C'est le service sur-mesure que nous espérions voir renforcé. À ce titre, le groupe RDSE avait fait adopter un amendement visant à doubler l'enveloppe consacrée à l'ingénierie territoriale, lors de l'examen de la loi de finances pour 2020.

Ce doublement est repris dans le projet de loi de finances pour 2021, et nous nous en réjouissons de ce premier pas.

Enfin, l'administration doit se réformer et faire cohésion. C'est le sens du recours à une agence, puisque, conformément à la définition retenue par le Conseil d'État, elle n'est ni indépendante ni inscrite dans le schéma traditionnel de l'administration centrale et de ses services déconcentrés.

Le rapport pour avis Cohésion des territoires, rédigé au nom de la commission du développement durable et de l'aménagement du territoire sur le PLF 2021, souligne la difficulté de « faire agence » ensemble, c'est-à-dire de concilier des agents issus de divers services.

L'instauration d'un guichet unique suppose donc un changement de culture administrative.

Certes, la transformation de l'action publique ne peut se faire en un an, encore moins dans un contexte de crise. Il ne serait pas juste de dresser un bilan prématuré, mais il est temps d'engager un changement de modèle et de travailler en mode projet, comme le recommandait Serge Morvan, dans son rapport de préfiguration de l'agence.

Mes chers collègues, monsieur le secrétaire d'État, nous ne sommes pas en guerre, bien que certains puissent affirmer le contraire.
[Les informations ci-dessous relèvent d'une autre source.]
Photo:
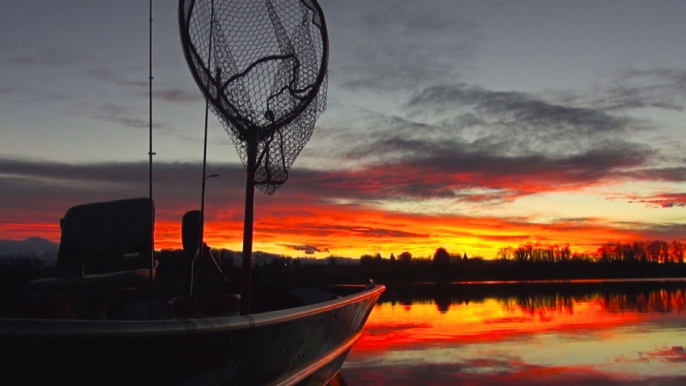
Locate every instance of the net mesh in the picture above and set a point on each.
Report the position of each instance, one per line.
(262, 66)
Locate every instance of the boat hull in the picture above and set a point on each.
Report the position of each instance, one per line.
(304, 345)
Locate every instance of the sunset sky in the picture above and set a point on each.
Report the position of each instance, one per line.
(469, 125)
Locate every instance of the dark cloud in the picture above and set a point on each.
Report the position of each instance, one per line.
(495, 371)
(177, 96)
(666, 200)
(323, 230)
(389, 45)
(39, 191)
(517, 107)
(46, 57)
(119, 78)
(655, 88)
(123, 115)
(37, 245)
(308, 249)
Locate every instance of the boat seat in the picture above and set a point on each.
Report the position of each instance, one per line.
(92, 233)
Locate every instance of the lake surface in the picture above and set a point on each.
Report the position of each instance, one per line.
(580, 333)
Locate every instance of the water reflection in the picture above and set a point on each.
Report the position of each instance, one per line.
(562, 333)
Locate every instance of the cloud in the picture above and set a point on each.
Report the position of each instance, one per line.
(308, 249)
(659, 88)
(46, 57)
(664, 200)
(389, 46)
(173, 95)
(37, 245)
(520, 108)
(123, 115)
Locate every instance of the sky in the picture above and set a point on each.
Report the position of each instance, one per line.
(468, 125)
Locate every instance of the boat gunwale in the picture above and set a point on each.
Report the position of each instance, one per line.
(22, 328)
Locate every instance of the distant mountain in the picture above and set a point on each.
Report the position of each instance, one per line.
(33, 245)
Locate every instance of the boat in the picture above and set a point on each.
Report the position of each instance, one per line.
(106, 336)
(88, 326)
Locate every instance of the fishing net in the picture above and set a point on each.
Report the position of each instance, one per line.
(262, 66)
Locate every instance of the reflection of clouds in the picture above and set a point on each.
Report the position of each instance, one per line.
(487, 371)
(665, 354)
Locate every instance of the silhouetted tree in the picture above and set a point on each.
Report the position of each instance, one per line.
(441, 257)
(405, 257)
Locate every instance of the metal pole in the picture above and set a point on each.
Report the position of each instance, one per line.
(248, 228)
(150, 155)
(201, 252)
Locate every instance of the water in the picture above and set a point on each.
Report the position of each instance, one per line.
(590, 333)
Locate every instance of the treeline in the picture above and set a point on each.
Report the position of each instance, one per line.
(655, 251)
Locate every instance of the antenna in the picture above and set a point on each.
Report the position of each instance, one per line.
(150, 155)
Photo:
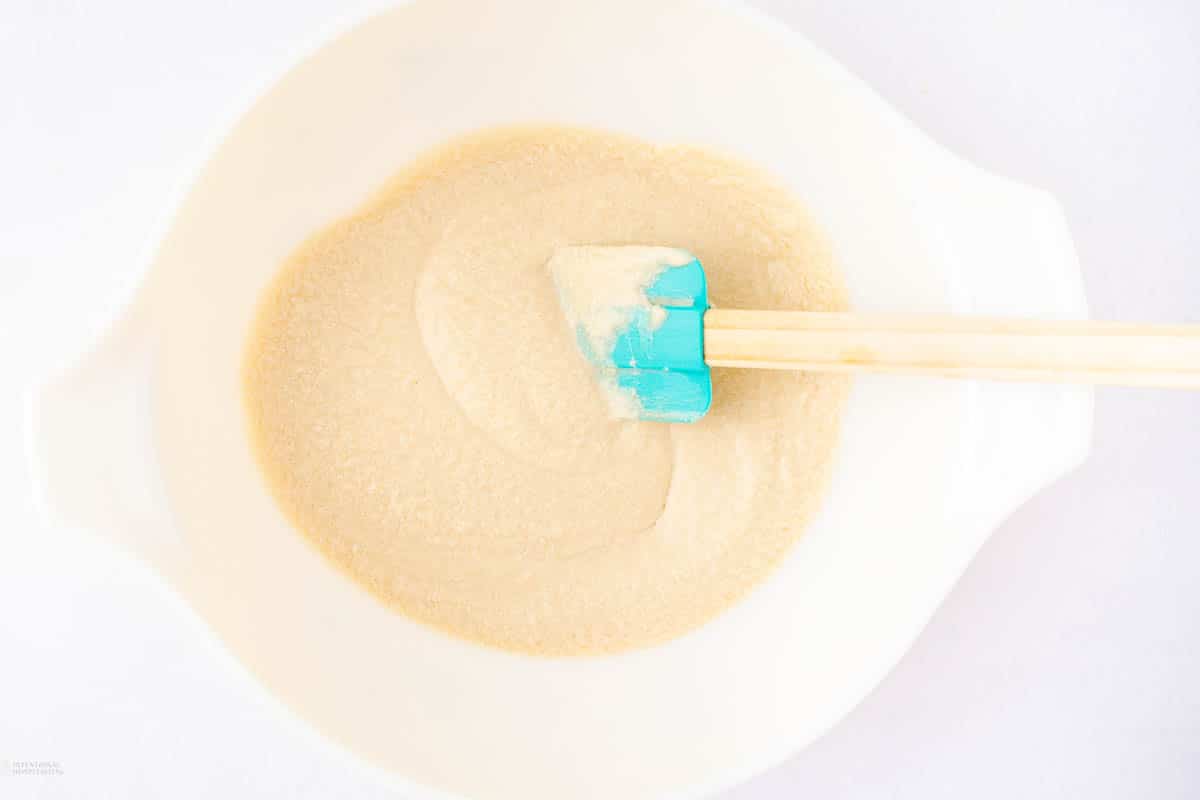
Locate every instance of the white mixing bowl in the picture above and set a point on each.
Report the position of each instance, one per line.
(144, 439)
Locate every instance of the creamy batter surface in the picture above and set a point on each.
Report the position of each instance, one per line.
(423, 415)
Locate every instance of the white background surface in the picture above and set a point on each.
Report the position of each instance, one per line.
(1065, 665)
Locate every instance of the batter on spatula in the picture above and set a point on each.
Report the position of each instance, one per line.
(423, 416)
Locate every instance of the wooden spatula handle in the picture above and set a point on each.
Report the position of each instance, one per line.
(960, 347)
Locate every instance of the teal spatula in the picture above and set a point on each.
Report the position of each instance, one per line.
(649, 331)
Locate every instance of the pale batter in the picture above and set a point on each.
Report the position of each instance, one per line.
(423, 415)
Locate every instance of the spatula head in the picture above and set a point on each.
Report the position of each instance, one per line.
(648, 347)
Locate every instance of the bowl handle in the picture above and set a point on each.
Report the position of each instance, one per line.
(1014, 258)
(91, 451)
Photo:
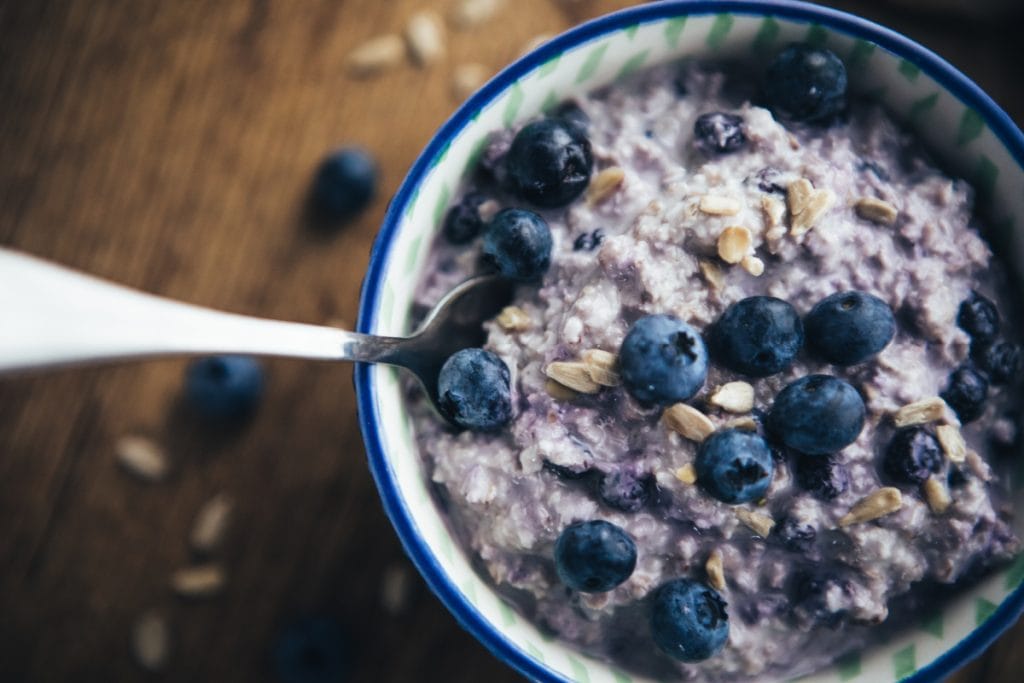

Cependant, en guise de conclusion, je tiens à citer l'excellente circulaire de Georges Clemenceau – « le Tigre », ministre de la guerre, futur « père de la victoire » –, alors président du conseil , en date du 13 décembre 1917 :

« Les services du département de la guerre ne sont pas tous suffisamment dégagés de certaines méthodes de travail, dont la lenteur ne correspond pas aux nécessités de l'heure présente. Les errements du temps de paix continuent. Il est urgent qu'une chasse obstinée soit faite à tous les temps morts qui ralentissent encore la machine administrative : l'intérêt du pays l'exige. » (Applaudissements sur les travées des groupes RDSE et UC. – M. Bruno Sido applaudit également.)